A rede de jogadores da diáspora se expandiu além de Portugal, alcançando França e Holanda. Rotterdam, em particular, abriga cerca de 23.000 descendentes de cabo-verdianos e contribuiu com seis jogadores para a seleção atual, incluindo Livramento, o artilheiro do time nas eliminatórias com quatro gols.
Identidade e Profissionalização: A Chave do Sucesso
Cabo Verde, marcado por secas severas, escassez de recursos e oportunidades limitadas, experimentou diversas ondas de migração. Hoje, os filhos da diáspora responderam ao chamado de sua terra ancestral, trazendo alegria sem precedentes aos corações de seus compatriotas.
“Poder retribuir os esforços de nossos avós e pais, que emigraram para nos dar um futuro melhor, às vezes trabalhando em dois empregos simultaneamente, é o mínimo que podemos fazer”, disse Livramento.
A integração dos jogadores da diáspora com o elenco local foi fundamental. O técnico Pedro Leitão Brito, conhecido como Bubista, focou em fortalecer a identidade cabo-verdiana, personificada por veteranos como Vozinha e Stopira, que iniciaram suas carreiras no campeonato semiprofissional local, com salários médios de €200 a €300 mensais.
“A unidade entre pessoas com diferentes mentalidades e estilos de vida só pode ser alcançada respeitando a singularidade de cada jogador”, afirmou o treinador.
Vozinha, o goleiro titular, e Stopira, que entrou no final contra Eswatini, jogam na segunda divisão portuguesa. Outro titular na partida está na mesma divisão, e o capitão Ryan Mendes atua na segunda divisão da Turquia. Os demais oito titulares da partida jogam em clubes da primeira divisão em Portugal, EUA, Emirados Árabes Unidos, Irlanda, Romênia, Rússia, Holanda e Chipre.
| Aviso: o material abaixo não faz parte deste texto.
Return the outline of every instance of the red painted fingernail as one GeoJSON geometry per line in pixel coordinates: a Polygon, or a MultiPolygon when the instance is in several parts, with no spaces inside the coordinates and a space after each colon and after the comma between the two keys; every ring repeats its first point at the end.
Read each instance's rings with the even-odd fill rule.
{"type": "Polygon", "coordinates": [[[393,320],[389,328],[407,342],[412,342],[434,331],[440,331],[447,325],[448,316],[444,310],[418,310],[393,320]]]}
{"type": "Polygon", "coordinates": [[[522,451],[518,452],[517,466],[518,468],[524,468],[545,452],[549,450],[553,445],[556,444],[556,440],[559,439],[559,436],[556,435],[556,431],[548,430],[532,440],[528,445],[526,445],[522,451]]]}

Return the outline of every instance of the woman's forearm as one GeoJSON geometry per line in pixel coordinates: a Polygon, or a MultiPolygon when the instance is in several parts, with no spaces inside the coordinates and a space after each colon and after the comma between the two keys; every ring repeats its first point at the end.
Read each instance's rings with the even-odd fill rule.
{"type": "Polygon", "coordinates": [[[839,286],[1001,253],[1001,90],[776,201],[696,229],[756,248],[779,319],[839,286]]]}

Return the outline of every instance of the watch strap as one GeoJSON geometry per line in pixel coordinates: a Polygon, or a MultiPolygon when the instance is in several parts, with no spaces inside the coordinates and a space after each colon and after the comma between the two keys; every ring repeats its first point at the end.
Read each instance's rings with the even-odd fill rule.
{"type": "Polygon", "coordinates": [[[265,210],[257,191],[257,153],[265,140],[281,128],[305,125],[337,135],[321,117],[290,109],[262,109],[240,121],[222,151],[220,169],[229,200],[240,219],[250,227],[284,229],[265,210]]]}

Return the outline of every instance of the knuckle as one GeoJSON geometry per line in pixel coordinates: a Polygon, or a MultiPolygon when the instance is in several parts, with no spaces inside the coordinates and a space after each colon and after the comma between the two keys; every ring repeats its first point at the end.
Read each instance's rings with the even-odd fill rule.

Bubista construiu sobre o legado de seu mentor, João de Deus, enfatizando o uso do crioulo para fortalecer um grupo maduro e coeso.
“É a língua oficial da seleção”, explicou Bubista. “Alguns jogadores falavam apenas inglês, mas agora aprenderam crioulo. Às vezes, eles tentam falar outras línguas entre si, mas eu não permito, para manter nossa identidade cabo-verdiana intacta.”
A crescente profissionalização da Federação Cabo-Verdiana de Futebol (FCF), apesar dos recursos limitados e uma equipe enxuta, foi outro fator crucial. Gelson Fernandes, ex-jogador suíço nascido em Cabo Verde e diretor da FIFA, destacou essa evolução.
“Eu me profissionalizei cedo demais”, disse Fernandes. “Naquela época, a FCF não estava pronta. Hoje, Cabo Verde é representado na FIFA, e apoiamos totalmente a FCF, que agora é capaz de se organizar.”
O apoio financeiro, um obstáculo comum para nações africanas menores, foi fundamental. A FCF recebeu suporte para cobrir os custos de viagens internacionais, como a deslocação à Líbia, que custou cerca de US$ 400.000.
Os US$ 10,5 milhões que a FCF receberá ao chegar à fase de grupos da Copa do Mundo impulsionarão suas finanças e permitirão a construção de um sistema de observação mais estruturado para identificar talentos na diáspora. O objetivo é elevar o nível dos “Blue Sharks” e, um dia, atrair jogadores do calibre de Nuno Mendes, para que a bandeira nacional seja representada em campo por ele, e não apenas exibida após suas conquórias por outros clubes.